Gene family construction

To determine the genetic evolution in S. caffer, gene cluster analysis included the genomes of 13 mammals. Proteins of all genes for each of the species chosen were analyzed using Treefam [40]. All proteins sequences were aligned to themselves using BlastP [31] with E-value cut-off of 1e-7 (Table 2).

Phylogeny and divergence

A total of 1745 single copy gene clusters were identified and were used to construct a phylogenetic tree of the 13 mammal species. MUSCLE [3] was used for alignment and gaps removed by Gblocks [41]. A total of 2,265,138 (55.45%) remained and were used to construct the phylogeny. Moreover, the species divergence time was estimated based on 195,689 fourfold degenerate sites via Bayesian estimation approach using PAML [42]. The phylogenetic relationship of S. caffer and twelve additional mammals was predicted. The data can be accessed using the following link: http://purl.org/phylo/treebase/phylows/study/TB2:S20207?x-access-code=f3bdb11f9f55ac0609abf60ab1c01255&format=html.

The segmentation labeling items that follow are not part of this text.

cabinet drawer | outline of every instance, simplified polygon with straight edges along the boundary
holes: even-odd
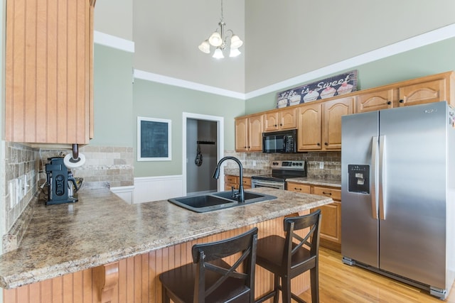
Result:
[[[311,185],[303,183],[287,182],[287,190],[296,192],[303,192],[310,194],[311,192]]]
[[[237,177],[227,175],[225,176],[225,183],[238,183]]]
[[[315,186],[313,188],[313,194],[318,194],[320,196],[329,197],[333,200],[341,200],[341,190],[335,188]]]

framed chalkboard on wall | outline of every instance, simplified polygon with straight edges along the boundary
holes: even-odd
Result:
[[[171,120],[137,117],[137,160],[171,160]]]

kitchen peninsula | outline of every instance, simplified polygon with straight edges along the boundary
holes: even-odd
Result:
[[[81,189],[75,204],[37,205],[18,249],[0,256],[0,287],[8,289],[4,302],[50,302],[53,296],[69,296],[74,302],[82,297],[90,302],[107,302],[105,297],[159,302],[157,275],[191,262],[194,243],[253,226],[259,237],[281,233],[283,216],[332,202],[274,189],[249,190],[277,199],[198,214],[166,200],[127,204],[108,189]],[[265,275],[257,271],[257,294],[267,291],[270,280]],[[304,279],[302,290],[308,285]]]

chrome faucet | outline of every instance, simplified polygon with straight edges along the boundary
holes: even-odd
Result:
[[[215,172],[213,173],[213,179],[218,179],[220,177],[220,167],[221,166],[221,163],[225,162],[227,160],[233,160],[237,162],[237,164],[239,165],[239,169],[240,170],[240,185],[239,185],[239,191],[236,193],[234,193],[234,187],[232,188],[232,198],[237,198],[237,200],[239,203],[245,203],[245,192],[243,190],[243,166],[242,165],[242,162],[240,160],[236,158],[235,157],[225,157],[221,159],[218,163],[216,165],[216,169],[215,170]]]

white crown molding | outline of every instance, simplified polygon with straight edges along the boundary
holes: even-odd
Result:
[[[390,45],[384,46],[377,50],[340,61],[337,63],[302,74],[299,76],[294,77],[284,81],[281,81],[247,94],[223,89],[218,87],[182,80],[177,78],[173,78],[171,77],[163,76],[158,74],[153,74],[151,72],[139,70],[134,70],[134,77],[242,100],[247,100],[265,94],[279,91],[294,85],[308,82],[315,79],[327,76],[328,75],[338,72],[341,70],[353,68],[355,66],[392,56],[394,55],[400,54],[401,53],[407,52],[408,50],[454,37],[455,37],[455,23],[403,40]]]
[[[133,41],[97,31],[93,33],[93,42],[125,52],[134,53],[134,43]]]
[[[455,37],[455,23],[250,92],[245,94],[245,99],[247,100],[255,97],[305,83],[341,70],[348,70],[454,37]]]
[[[245,100],[245,94],[232,92],[228,89],[223,89],[218,87],[210,87],[209,85],[201,84],[200,83],[192,82],[191,81],[173,78],[171,77],[154,74],[151,72],[145,72],[144,70],[134,70],[134,78]]]

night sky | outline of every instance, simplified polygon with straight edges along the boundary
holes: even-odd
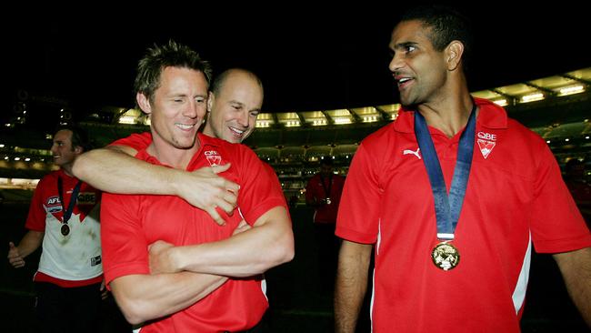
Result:
[[[536,5],[542,13],[535,15],[477,3],[460,7],[473,20],[477,41],[472,91],[591,66],[584,51],[591,40],[586,10]],[[9,100],[25,89],[68,100],[78,109],[131,107],[137,60],[155,42],[173,38],[209,59],[215,73],[229,66],[257,73],[266,112],[397,101],[387,45],[406,5],[361,2],[320,9],[314,3],[289,4],[266,6],[265,14],[166,5],[149,15],[18,11],[18,24],[1,24]]]

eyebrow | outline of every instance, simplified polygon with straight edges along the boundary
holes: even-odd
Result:
[[[400,48],[405,48],[407,46],[416,46],[418,45],[418,43],[416,42],[402,42],[402,43],[397,43],[394,45],[394,49],[400,49]]]

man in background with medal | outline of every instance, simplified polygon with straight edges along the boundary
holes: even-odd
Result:
[[[554,255],[591,325],[591,234],[545,141],[470,96],[470,33],[434,5],[392,33],[402,107],[347,174],[336,332],[356,329],[372,251],[374,332],[518,332],[534,247]]]
[[[59,170],[37,185],[18,246],[10,242],[8,261],[25,266],[25,257],[42,246],[35,275],[39,328],[47,332],[98,332],[101,297],[106,297],[101,259],[101,193],[72,176],[72,164],[87,150],[85,133],[62,126],[51,153]],[[103,295],[101,295],[103,293]]]
[[[339,238],[335,236],[335,224],[345,177],[335,174],[333,159],[320,160],[320,172],[312,177],[306,187],[306,204],[314,210],[314,236],[317,245],[318,279],[322,290],[332,292],[336,269]]]

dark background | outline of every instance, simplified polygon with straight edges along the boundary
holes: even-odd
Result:
[[[24,5],[5,13],[10,19],[0,23],[0,31],[9,94],[25,89],[78,109],[132,107],[137,60],[155,42],[173,38],[210,59],[215,73],[236,66],[257,73],[265,112],[397,100],[387,45],[407,2],[198,3],[126,5],[138,12]],[[458,6],[472,19],[477,41],[471,91],[591,66],[583,5],[513,5],[478,1]]]

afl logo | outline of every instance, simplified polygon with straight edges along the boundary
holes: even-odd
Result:
[[[47,213],[57,213],[62,211],[62,203],[59,201],[59,197],[49,197],[45,202],[45,210]]]
[[[210,166],[220,166],[222,164],[222,156],[215,150],[205,150],[204,152],[207,162]]]

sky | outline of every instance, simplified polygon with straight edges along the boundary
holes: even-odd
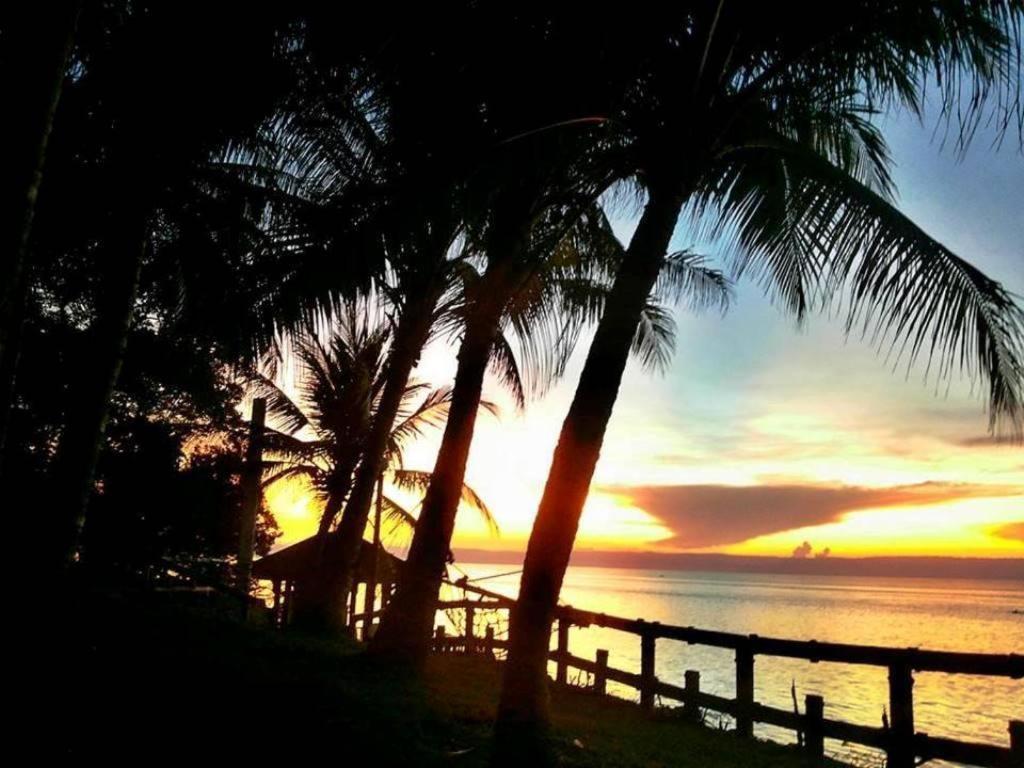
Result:
[[[1024,295],[1024,156],[982,131],[966,156],[934,121],[884,119],[899,207],[933,238]],[[635,225],[614,214],[624,241]],[[673,249],[721,249],[681,221]],[[745,555],[1024,556],[1024,450],[987,438],[970,382],[894,368],[841,322],[802,327],[750,281],[725,315],[677,311],[672,364],[631,364],[578,538],[578,549]],[[501,526],[495,538],[460,512],[456,547],[523,550],[589,337],[564,379],[517,413],[495,381],[467,481]],[[435,344],[416,377],[451,383],[454,350]],[[407,453],[430,469],[440,434]],[[415,500],[408,499],[411,504]],[[297,485],[270,488],[283,543],[315,527]],[[408,537],[398,536],[399,550]]]

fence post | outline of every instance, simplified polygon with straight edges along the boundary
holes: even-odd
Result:
[[[472,605],[466,606],[466,652],[476,651],[476,637],[473,635],[473,622],[476,621],[476,608]]]
[[[736,648],[736,733],[754,736],[754,649],[744,642]]]
[[[644,632],[640,636],[640,706],[645,710],[654,708],[654,633]]]
[[[696,670],[687,670],[683,673],[683,717],[687,720],[700,722],[700,706],[697,703],[697,696],[700,694],[700,673]]]
[[[568,616],[562,613],[558,618],[558,662],[555,679],[565,685],[569,681],[569,624]]]
[[[804,749],[811,765],[823,765],[825,760],[825,700],[813,693],[804,698]]]
[[[889,668],[887,768],[913,768],[913,673],[908,664]]]
[[[608,651],[598,648],[594,658],[597,669],[594,671],[594,690],[602,696],[608,690]]]
[[[348,593],[348,628],[352,631],[352,636],[355,636],[355,606],[356,598],[358,596],[359,585],[352,584],[352,590]]]

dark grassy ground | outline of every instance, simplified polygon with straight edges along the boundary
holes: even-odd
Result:
[[[500,669],[431,659],[422,681],[343,641],[245,627],[210,602],[82,596],[40,678],[37,755],[102,762],[208,758],[341,765],[484,766]],[[556,690],[567,766],[797,766],[793,750]],[[53,727],[55,724],[56,727]]]

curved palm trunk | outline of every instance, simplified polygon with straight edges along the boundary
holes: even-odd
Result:
[[[511,616],[496,734],[499,764],[540,765],[549,760],[547,659],[558,594],[633,337],[681,207],[678,194],[651,193],[562,424]]]
[[[65,565],[78,556],[111,397],[124,364],[138,293],[147,242],[147,216],[134,211],[127,221],[118,234],[121,242],[112,250],[110,271],[99,298],[99,313],[92,333],[93,361],[80,377],[77,391],[73,389],[54,463],[54,512],[62,528],[59,546]]]
[[[343,627],[344,607],[351,588],[352,570],[359,555],[359,545],[366,531],[377,478],[384,470],[387,441],[394,427],[398,409],[409,383],[409,377],[430,335],[434,310],[440,299],[441,287],[409,306],[398,318],[394,346],[388,359],[387,381],[374,416],[366,451],[356,469],[352,493],[341,523],[328,548],[327,574],[329,588],[325,594],[327,610],[334,617],[335,628]]]
[[[466,479],[466,462],[473,441],[483,377],[502,313],[512,293],[507,287],[508,281],[497,280],[490,285],[506,288],[489,291],[486,302],[477,306],[467,324],[459,348],[452,407],[430,487],[416,523],[398,588],[370,646],[374,653],[413,665],[421,664],[430,650],[434,606]]]
[[[9,172],[4,172],[3,230],[0,231],[0,470],[20,357],[26,301],[26,251],[43,178],[46,145],[71,55],[79,3],[29,10],[27,29],[11,29],[7,66],[18,70],[10,114]],[[5,55],[5,58],[7,56]]]

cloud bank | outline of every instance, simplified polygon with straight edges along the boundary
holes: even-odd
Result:
[[[1005,485],[925,482],[915,485],[615,485],[600,490],[628,498],[673,536],[666,549],[739,544],[769,534],[822,525],[862,509],[907,507],[1024,494]],[[1019,531],[1017,531],[1019,532]]]

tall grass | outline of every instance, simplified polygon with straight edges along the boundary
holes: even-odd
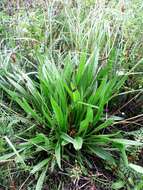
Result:
[[[104,167],[117,167],[120,157],[126,167],[139,170],[128,163],[126,150],[142,143],[125,138],[120,128],[125,118],[110,110],[114,97],[128,93],[128,76],[142,64],[132,57],[139,42],[127,55],[130,4],[51,1],[44,6],[19,10],[13,18],[3,15],[12,30],[3,24],[1,106],[16,115],[10,129],[24,129],[14,138],[2,134],[13,152],[4,150],[0,160],[14,158],[31,175],[40,172],[37,190],[47,171],[64,170],[65,162],[91,168],[95,156]]]

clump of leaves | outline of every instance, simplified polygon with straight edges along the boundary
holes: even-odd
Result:
[[[56,163],[62,168],[62,160],[69,161],[71,155],[74,160],[84,162],[85,154],[116,164],[114,152],[120,152],[128,165],[126,147],[141,145],[124,139],[116,127],[110,130],[117,118],[107,116],[105,108],[127,76],[112,70],[116,56],[116,51],[113,52],[104,66],[98,63],[96,48],[90,56],[83,50],[76,60],[69,54],[60,65],[39,57],[36,80],[30,73],[19,70],[5,71],[0,77],[1,88],[37,126],[37,134],[30,134],[29,139],[18,136],[25,143],[16,148],[5,137],[24,165],[34,155],[38,155],[36,160],[43,159],[31,171],[34,174],[43,169],[37,189],[44,182],[49,164],[51,169]]]

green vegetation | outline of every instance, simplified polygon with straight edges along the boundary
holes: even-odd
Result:
[[[143,3],[1,3],[0,188],[143,188]]]

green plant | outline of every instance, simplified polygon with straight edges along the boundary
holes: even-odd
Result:
[[[88,153],[116,164],[115,151],[121,152],[127,165],[126,146],[141,144],[124,139],[117,128],[112,132],[108,129],[114,125],[116,117],[107,117],[105,108],[127,75],[120,76],[112,70],[116,49],[112,50],[104,66],[98,63],[98,52],[96,47],[89,56],[85,49],[76,62],[69,54],[61,65],[39,56],[36,80],[30,73],[19,70],[5,71],[1,76],[1,88],[37,126],[33,137],[18,136],[26,142],[17,148],[8,137],[5,140],[24,165],[28,156],[40,152],[47,155],[31,171],[34,174],[43,169],[37,188],[50,163],[51,168],[56,162],[62,168],[62,159],[70,155],[82,163]]]

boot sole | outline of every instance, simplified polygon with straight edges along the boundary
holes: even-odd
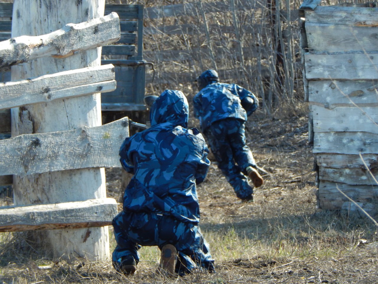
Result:
[[[258,187],[262,185],[264,180],[256,170],[253,169],[252,171],[249,173],[249,175],[255,187]]]

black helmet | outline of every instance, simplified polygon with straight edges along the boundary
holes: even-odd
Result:
[[[219,77],[215,70],[206,70],[200,75],[196,81],[198,89],[201,91],[209,84],[219,82]]]
[[[144,104],[146,105],[149,108],[151,108],[153,103],[155,102],[156,99],[158,98],[158,96],[150,95],[146,96],[143,98],[143,101]]]

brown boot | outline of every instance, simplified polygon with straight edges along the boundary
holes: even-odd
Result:
[[[175,269],[177,261],[177,252],[173,245],[166,245],[161,249],[160,270],[163,274],[175,277]]]
[[[264,180],[256,169],[249,166],[247,167],[246,170],[248,173],[248,176],[253,183],[255,187],[258,187],[262,185]]]

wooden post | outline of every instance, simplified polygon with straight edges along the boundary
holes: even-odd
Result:
[[[14,0],[12,36],[51,33],[69,23],[104,15],[105,0]],[[96,32],[94,29],[93,33]],[[101,48],[67,58],[45,57],[12,66],[12,81],[101,64]],[[99,94],[57,100],[12,110],[12,136],[92,127],[101,124]],[[74,157],[72,157],[74,159]],[[103,168],[19,175],[14,178],[15,205],[82,201],[106,197]],[[51,256],[105,261],[110,257],[108,227],[42,231],[30,233]]]

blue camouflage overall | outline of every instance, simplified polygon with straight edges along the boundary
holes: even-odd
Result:
[[[134,176],[126,187],[123,210],[113,220],[117,246],[113,263],[141,246],[176,248],[176,272],[198,267],[212,270],[214,260],[198,226],[196,184],[207,173],[208,149],[195,128],[187,129],[189,107],[180,91],[166,90],[150,113],[151,127],[125,140],[119,151],[123,168]]]
[[[248,112],[241,103],[246,97],[254,102]],[[256,166],[246,144],[244,123],[257,108],[258,102],[252,93],[236,84],[211,82],[193,98],[194,116],[200,120],[218,167],[237,196],[242,199],[253,192],[245,169]]]

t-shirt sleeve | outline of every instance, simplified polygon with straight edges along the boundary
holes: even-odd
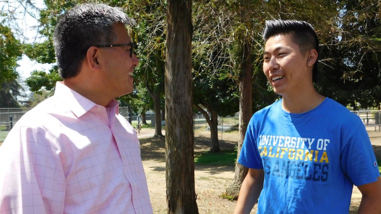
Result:
[[[248,168],[261,169],[263,168],[263,165],[257,146],[253,118],[252,118],[249,122],[238,162]]]
[[[347,140],[348,143],[341,154],[340,164],[343,170],[356,186],[375,182],[379,176],[379,171],[363,126],[360,126]]]

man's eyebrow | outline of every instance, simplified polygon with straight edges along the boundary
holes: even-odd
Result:
[[[282,46],[279,46],[279,47],[277,47],[277,48],[276,48],[275,49],[274,49],[274,50],[273,51],[277,52],[277,51],[279,50],[279,49],[281,49],[281,48],[283,48],[283,47],[282,47]],[[270,54],[270,52],[266,52],[266,51],[265,51],[265,52],[263,52],[263,54]]]

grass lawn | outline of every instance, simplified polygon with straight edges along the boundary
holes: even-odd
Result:
[[[223,150],[219,152],[205,152],[196,154],[195,162],[201,165],[216,166],[234,166],[237,159],[237,151],[234,150]]]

Gene family expansion and contraction

The evolutionary changes in the protein family size (expansion or contraction) were analyzed using the CAFÉ program [43]. This package assesses the protein family expansion or contraction based on the topology of the phylogenetic tree (Fig. 1).

Branch site positive selection

Orthologues were aligned using the PRANK alignment algorithm available the GUIDANCE software program [44], which can improve the performance of positive selection inference by filtering out unreliable alignment regions.

Ka/Ks of S. caffer and B. taurus

The ratio of the total number of non-synonymous substitutions per non-synonymous site (Ka) to the number of synonymous substitutions per synonymous site (Ks), referred to as Ka/Ks, can be used as an indicator of selective pressure acting on a protein-coding gene. In total, 19,994 orthologues from both S. caffer and B. taurus were chosen using Reciprocal Best Hits (RBH) methodology [45] based on the BLAST alignment. Subsequently, the coding regions of the two species were aligned using webPRANK [46] and unreliable regions were removed. Ka/Ks scores were calculated using the KaKs Calculator [47].